Dulling all points on Dirty Love, Mt. Wilson. Photo: Jon Walsh.
- In the last few years I've started climbing with two-handled leashless tools. These work well for steep ice and mixed, but can be awkward to use on low-angled ice, where the steeply drooped pick tends to strike the ice with the top rather than the point. I find swinging from the upper grip makes low-angled climbing more efficient.
Putting prototype Fusions to the test on Comfort Queen, Stanley Headwall. Photo: Ian Welsted.
- Speaking of leashless tools, it's important not to overgrip while hanging from them. I will often open up my hand and stick out my thumb to ensure I am not using any more force than necessary (obviously a firmer grip is needed while swinging).
Shaking some blood back into the fingers on The Replicant, Mt. Rundle. Photo: Jen Olson.
- I've learned to be patient with my tool placements. Sure, when seconding anything goes (such as tenuous hooking), especially if it gets me up the pitch quickly and with minimal effort. But when leading I try to make every placement solid, as if I were soloing. The problem with one bad placement is that it often leads to another bad one, because I am afraid to lean out on the original one. So I take my time and work with each tool placement until I am happy with it.

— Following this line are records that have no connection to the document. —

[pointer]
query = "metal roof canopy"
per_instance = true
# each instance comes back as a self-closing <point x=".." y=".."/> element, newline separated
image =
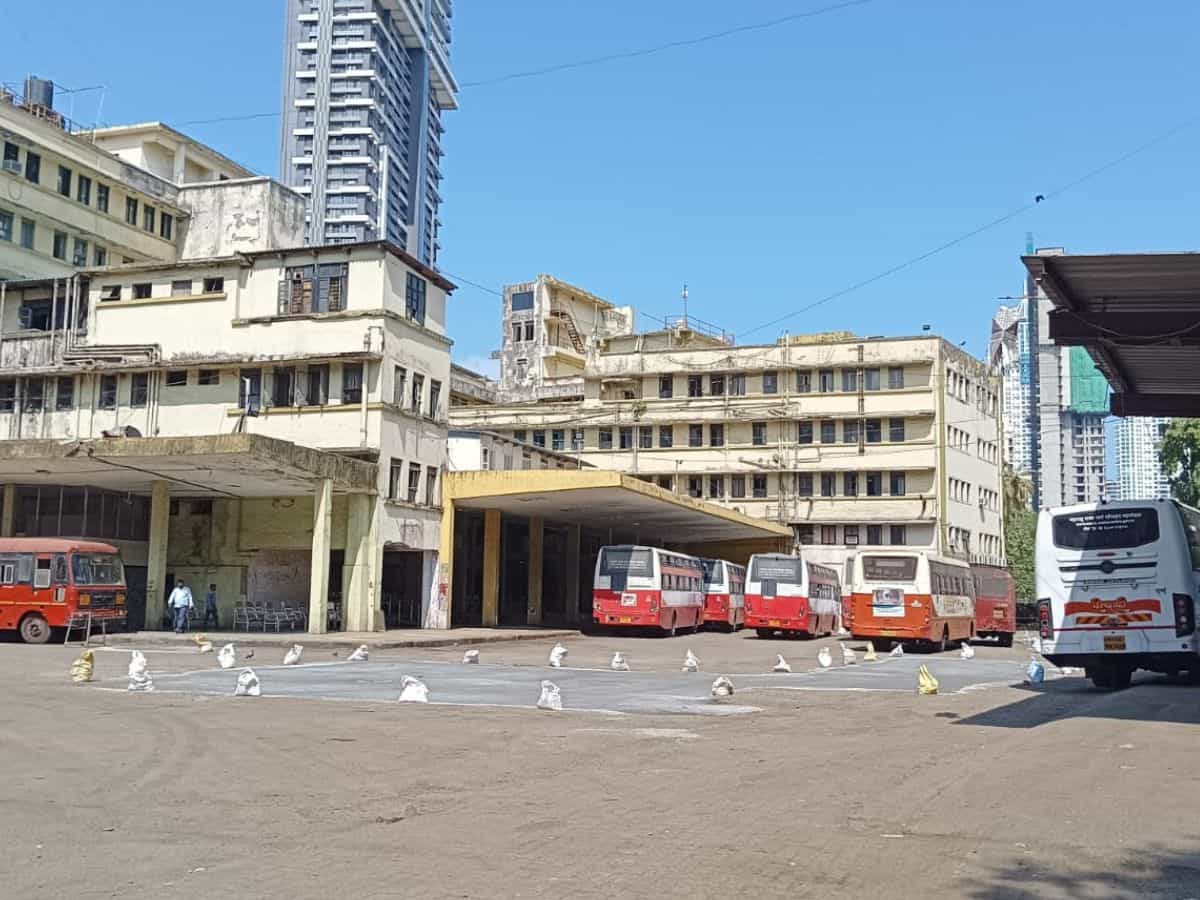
<point x="1139" y="317"/>
<point x="603" y="499"/>
<point x="207" y="466"/>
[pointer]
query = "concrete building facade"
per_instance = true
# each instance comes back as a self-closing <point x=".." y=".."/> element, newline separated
<point x="852" y="443"/>
<point x="365" y="83"/>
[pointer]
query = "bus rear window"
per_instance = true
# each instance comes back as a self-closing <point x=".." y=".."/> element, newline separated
<point x="783" y="571"/>
<point x="618" y="561"/>
<point x="889" y="568"/>
<point x="1105" y="528"/>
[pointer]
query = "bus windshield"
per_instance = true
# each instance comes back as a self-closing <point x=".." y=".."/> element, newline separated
<point x="627" y="561"/>
<point x="889" y="568"/>
<point x="784" y="570"/>
<point x="1105" y="528"/>
<point x="97" y="569"/>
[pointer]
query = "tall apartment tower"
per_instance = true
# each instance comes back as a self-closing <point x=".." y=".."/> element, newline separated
<point x="1140" y="473"/>
<point x="364" y="87"/>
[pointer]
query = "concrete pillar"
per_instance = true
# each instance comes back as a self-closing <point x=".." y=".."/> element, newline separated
<point x="322" y="537"/>
<point x="574" y="539"/>
<point x="491" y="567"/>
<point x="156" y="562"/>
<point x="360" y="591"/>
<point x="537" y="564"/>
<point x="10" y="510"/>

Obviously tool placements are only as solid as the ice they're in. Pierre Darbellay reaching better ice on the first ascent of Rectal Squirrels, Storm Creek.

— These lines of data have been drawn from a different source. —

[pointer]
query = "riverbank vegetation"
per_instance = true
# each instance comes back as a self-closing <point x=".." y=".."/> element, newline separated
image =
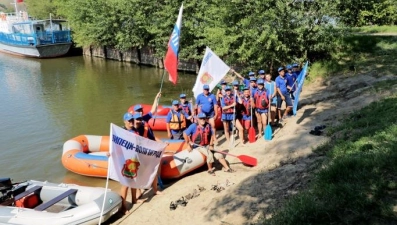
<point x="255" y="34"/>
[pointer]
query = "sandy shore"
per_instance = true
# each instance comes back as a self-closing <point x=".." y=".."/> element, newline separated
<point x="283" y="164"/>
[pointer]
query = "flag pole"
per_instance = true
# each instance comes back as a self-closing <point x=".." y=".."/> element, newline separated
<point x="107" y="177"/>
<point x="157" y="103"/>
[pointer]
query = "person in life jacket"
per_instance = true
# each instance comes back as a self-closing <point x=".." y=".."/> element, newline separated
<point x="282" y="94"/>
<point x="200" y="137"/>
<point x="207" y="103"/>
<point x="176" y="121"/>
<point x="236" y="87"/>
<point x="221" y="92"/>
<point x="245" y="110"/>
<point x="187" y="107"/>
<point x="272" y="92"/>
<point x="229" y="118"/>
<point x="261" y="74"/>
<point x="134" y="123"/>
<point x="291" y="79"/>
<point x="261" y="101"/>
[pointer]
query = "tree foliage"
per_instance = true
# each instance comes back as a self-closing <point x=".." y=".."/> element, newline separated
<point x="249" y="32"/>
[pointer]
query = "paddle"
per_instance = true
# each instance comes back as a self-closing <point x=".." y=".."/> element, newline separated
<point x="245" y="159"/>
<point x="234" y="120"/>
<point x="268" y="131"/>
<point x="251" y="131"/>
<point x="157" y="103"/>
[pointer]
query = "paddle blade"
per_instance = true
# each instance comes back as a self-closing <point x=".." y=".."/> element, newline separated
<point x="268" y="133"/>
<point x="248" y="160"/>
<point x="251" y="135"/>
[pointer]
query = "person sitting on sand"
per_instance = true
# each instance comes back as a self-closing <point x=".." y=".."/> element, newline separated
<point x="199" y="136"/>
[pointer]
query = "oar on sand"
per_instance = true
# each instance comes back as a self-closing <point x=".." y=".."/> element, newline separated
<point x="245" y="159"/>
<point x="268" y="131"/>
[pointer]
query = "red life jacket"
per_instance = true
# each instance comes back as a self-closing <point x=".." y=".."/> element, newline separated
<point x="145" y="130"/>
<point x="202" y="136"/>
<point x="186" y="108"/>
<point x="261" y="99"/>
<point x="247" y="106"/>
<point x="228" y="101"/>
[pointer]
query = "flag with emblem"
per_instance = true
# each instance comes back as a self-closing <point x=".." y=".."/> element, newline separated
<point x="171" y="57"/>
<point x="134" y="160"/>
<point x="211" y="72"/>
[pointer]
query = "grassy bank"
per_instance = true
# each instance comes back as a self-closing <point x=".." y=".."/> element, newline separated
<point x="375" y="29"/>
<point x="358" y="181"/>
<point x="359" y="54"/>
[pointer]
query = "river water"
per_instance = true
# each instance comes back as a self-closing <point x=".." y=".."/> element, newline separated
<point x="45" y="102"/>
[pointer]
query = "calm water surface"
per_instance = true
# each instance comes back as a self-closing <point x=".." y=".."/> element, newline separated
<point x="46" y="102"/>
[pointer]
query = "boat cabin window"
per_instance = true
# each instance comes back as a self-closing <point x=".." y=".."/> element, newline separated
<point x="39" y="28"/>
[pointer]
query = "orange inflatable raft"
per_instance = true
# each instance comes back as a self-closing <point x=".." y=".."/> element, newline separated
<point x="86" y="155"/>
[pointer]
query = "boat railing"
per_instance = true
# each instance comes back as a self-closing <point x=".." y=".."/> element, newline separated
<point x="53" y="37"/>
<point x="39" y="38"/>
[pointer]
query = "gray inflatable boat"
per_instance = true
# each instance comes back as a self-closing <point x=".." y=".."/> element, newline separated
<point x="36" y="202"/>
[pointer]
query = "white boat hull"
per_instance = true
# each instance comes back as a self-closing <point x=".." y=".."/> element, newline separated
<point x="84" y="207"/>
<point x="39" y="51"/>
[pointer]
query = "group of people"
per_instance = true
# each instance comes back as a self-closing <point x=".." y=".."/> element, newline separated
<point x="260" y="98"/>
<point x="198" y="133"/>
<point x="196" y="124"/>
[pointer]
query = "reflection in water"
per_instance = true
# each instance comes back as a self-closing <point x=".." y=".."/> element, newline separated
<point x="46" y="102"/>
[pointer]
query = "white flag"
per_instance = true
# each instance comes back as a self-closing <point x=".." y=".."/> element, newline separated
<point x="134" y="159"/>
<point x="212" y="70"/>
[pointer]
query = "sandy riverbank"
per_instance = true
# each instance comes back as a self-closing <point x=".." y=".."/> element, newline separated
<point x="282" y="164"/>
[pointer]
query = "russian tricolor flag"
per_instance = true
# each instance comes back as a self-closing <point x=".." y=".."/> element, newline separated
<point x="171" y="58"/>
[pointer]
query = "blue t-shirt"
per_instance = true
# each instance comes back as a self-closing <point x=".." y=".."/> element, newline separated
<point x="290" y="79"/>
<point x="281" y="83"/>
<point x="178" y="114"/>
<point x="223" y="103"/>
<point x="245" y="102"/>
<point x="206" y="103"/>
<point x="141" y="132"/>
<point x="253" y="91"/>
<point x="270" y="90"/>
<point x="192" y="129"/>
<point x="187" y="106"/>
<point x="246" y="82"/>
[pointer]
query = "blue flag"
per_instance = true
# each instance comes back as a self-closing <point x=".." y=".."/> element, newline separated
<point x="301" y="80"/>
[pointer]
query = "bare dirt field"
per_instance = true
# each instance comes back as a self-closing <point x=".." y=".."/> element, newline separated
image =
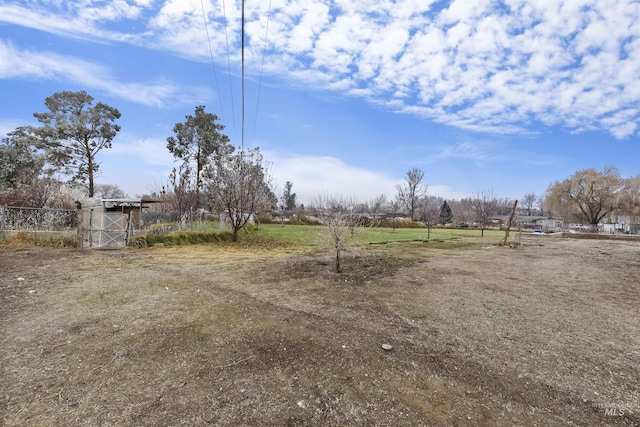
<point x="215" y="335"/>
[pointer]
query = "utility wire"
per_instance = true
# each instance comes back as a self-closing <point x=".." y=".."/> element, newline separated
<point x="264" y="49"/>
<point x="213" y="64"/>
<point x="243" y="76"/>
<point x="226" y="33"/>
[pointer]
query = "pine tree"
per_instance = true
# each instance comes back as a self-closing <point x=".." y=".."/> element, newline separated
<point x="445" y="213"/>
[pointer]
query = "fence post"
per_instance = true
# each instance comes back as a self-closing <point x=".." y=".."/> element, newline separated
<point x="79" y="228"/>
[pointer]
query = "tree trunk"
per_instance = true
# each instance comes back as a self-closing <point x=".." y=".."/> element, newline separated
<point x="90" y="167"/>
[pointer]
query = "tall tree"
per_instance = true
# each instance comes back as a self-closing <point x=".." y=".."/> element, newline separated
<point x="588" y="195"/>
<point x="411" y="191"/>
<point x="197" y="139"/>
<point x="445" y="213"/>
<point x="240" y="186"/>
<point x="73" y="133"/>
<point x="288" y="197"/>
<point x="484" y="205"/>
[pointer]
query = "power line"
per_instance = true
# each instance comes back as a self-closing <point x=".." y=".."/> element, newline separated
<point x="243" y="76"/>
<point x="226" y="33"/>
<point x="264" y="49"/>
<point x="213" y="64"/>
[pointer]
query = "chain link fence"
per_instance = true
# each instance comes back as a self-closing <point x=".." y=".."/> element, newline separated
<point x="37" y="221"/>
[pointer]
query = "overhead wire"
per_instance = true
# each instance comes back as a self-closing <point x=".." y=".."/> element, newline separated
<point x="243" y="76"/>
<point x="213" y="64"/>
<point x="226" y="33"/>
<point x="264" y="49"/>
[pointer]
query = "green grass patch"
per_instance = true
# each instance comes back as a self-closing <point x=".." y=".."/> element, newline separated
<point x="305" y="235"/>
<point x="182" y="238"/>
<point x="43" y="239"/>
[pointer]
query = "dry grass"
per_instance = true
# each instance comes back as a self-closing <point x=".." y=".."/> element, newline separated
<point x="262" y="334"/>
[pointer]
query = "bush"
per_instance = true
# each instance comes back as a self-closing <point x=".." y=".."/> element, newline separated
<point x="401" y="223"/>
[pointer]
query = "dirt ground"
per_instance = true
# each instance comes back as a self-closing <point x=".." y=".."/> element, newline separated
<point x="547" y="334"/>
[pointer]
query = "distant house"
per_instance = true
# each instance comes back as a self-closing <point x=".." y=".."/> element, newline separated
<point x="624" y="224"/>
<point x="525" y="222"/>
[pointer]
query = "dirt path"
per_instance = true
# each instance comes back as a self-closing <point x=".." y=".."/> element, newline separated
<point x="481" y="335"/>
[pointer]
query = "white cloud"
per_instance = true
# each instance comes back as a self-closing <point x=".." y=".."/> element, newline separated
<point x="7" y="125"/>
<point x="148" y="150"/>
<point x="473" y="64"/>
<point x="21" y="64"/>
<point x="315" y="175"/>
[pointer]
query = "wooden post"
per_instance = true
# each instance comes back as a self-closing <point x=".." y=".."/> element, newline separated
<point x="506" y="233"/>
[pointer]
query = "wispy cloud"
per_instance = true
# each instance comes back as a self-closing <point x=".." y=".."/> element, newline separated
<point x="16" y="63"/>
<point x="479" y="65"/>
<point x="150" y="151"/>
<point x="314" y="175"/>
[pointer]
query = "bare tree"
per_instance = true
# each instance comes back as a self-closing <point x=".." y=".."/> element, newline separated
<point x="339" y="229"/>
<point x="410" y="193"/>
<point x="484" y="205"/>
<point x="240" y="186"/>
<point x="181" y="194"/>
<point x="588" y="195"/>
<point x="195" y="141"/>
<point x="74" y="132"/>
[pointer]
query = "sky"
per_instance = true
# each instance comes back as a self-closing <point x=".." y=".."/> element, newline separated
<point x="343" y="97"/>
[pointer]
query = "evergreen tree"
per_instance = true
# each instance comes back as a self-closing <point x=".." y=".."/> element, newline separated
<point x="445" y="213"/>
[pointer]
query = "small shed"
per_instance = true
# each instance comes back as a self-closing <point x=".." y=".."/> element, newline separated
<point x="131" y="207"/>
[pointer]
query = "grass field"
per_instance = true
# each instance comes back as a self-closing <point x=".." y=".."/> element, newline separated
<point x="305" y="235"/>
<point x="260" y="333"/>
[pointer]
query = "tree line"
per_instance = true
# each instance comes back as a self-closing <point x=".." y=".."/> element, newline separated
<point x="38" y="162"/>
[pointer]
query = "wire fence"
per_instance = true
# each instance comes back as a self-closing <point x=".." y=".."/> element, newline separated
<point x="36" y="220"/>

- For technique as well as for gear, I find that simpler is usually better. Sure, I might throw in the occasional knee drop, sometimes even without a camera nearby. But 96% of the time a simple sequence of swinging tools with my feet level and leapfrogging tool placements is the way to go.
Knee dropping for the camera on the GBU, North Ghost. Photo: Josh Lavigne.
There you have: take it for what it's worth (likely not much) and have fun on the ice!